Críticas:
'The clarity and the engaging style of Wosk's descriptions-not to mention the images included in the book-make of My Fair Ladies a veritable trove of resources for teachers and students of gender, culture, and the media, particularly in introductory level courses.' -Feminist Media Studies 'Julie Wosk - professor of art history and author of My Fair Ladies: Female Robots, Androids and other artificial Eves explored pop culture representations of sex robots, from Ex Machina's Ava to Good Girl's brothel-owned learning sex bot. Sex robots are most commonly female, beautiful and subservient, and Wosk pointed out that in pop culture they also have a tendency to rebel. Westworld, Humans, Ex Machina - all include strong, often terrifying, female robots who gain consciousness, and could be seen as a manifestation of society's fears of women gaining power.' - The Guardian, 2016 'Dr. Wosk cited men's quest to create a robot in the guise of "The Perfect Woman"-a robot like the ones in The Stepford Wives films that were sexy, soothing, compliant, and never had any needs or ambitions of their own.
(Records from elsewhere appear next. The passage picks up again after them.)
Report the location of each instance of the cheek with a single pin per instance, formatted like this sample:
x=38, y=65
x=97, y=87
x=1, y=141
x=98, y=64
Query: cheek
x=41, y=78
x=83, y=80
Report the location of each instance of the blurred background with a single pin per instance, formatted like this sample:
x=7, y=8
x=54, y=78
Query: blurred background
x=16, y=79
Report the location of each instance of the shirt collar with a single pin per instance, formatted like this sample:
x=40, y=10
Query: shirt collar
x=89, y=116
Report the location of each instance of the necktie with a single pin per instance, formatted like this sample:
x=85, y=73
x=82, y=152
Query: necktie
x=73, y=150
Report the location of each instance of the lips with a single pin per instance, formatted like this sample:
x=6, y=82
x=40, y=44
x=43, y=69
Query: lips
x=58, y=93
But in today's films like Ex Machina, and in television series like the hugely popular Westworld and Humans, female robots go rogue-sometimes even committing murder in order to retaliate against abuse or to gain their own freedom.' - Huffington Post
Reseña del editor:
The fantasy of a male creator constructing his perfect woman dates back to the Greek myth of Pygmalion and Galatea. Yet as technology has advanced over the past century, the figure of the lifelike manmade woman has become nearly ubiquitous, popping up in everything from Bride of Frankenstein to Weird Science to The Stepford Wives. Now Julie Wosk takes us on a fascinating tour through this bevy of artificial women, revealing the array of cultural fantasies and fears they embody. My Fair Ladies considers how female automatons have been represented as objects of desire in fiction and how "living dolls" have been manufactured as real-world fetish objects. But it also examines the many works in which the manmade "perfect" woman turns out to be artificial - a robot or doll - and thus becomes a source of uncanny horror. Finally, Wosk introduces us to a variety of female artists, writers, and filmmakers - from Cindy Sherman to Shelley Jackson to Zoe Kazan- who have subversively appropriated the figure of the manmade woman. Anything but dry, My Fair Ladies draws upon Wosk's own experiences as a young female Playboy copywriter and as a child of the "feminine mystique" era to show how images of the artificial woman have loomed large over real women's lives. Lavishly illustrated with film stills, artwork, and vintage advertisements, this book offers a fresh look at familiar myths about gender, technology, and artistic creation.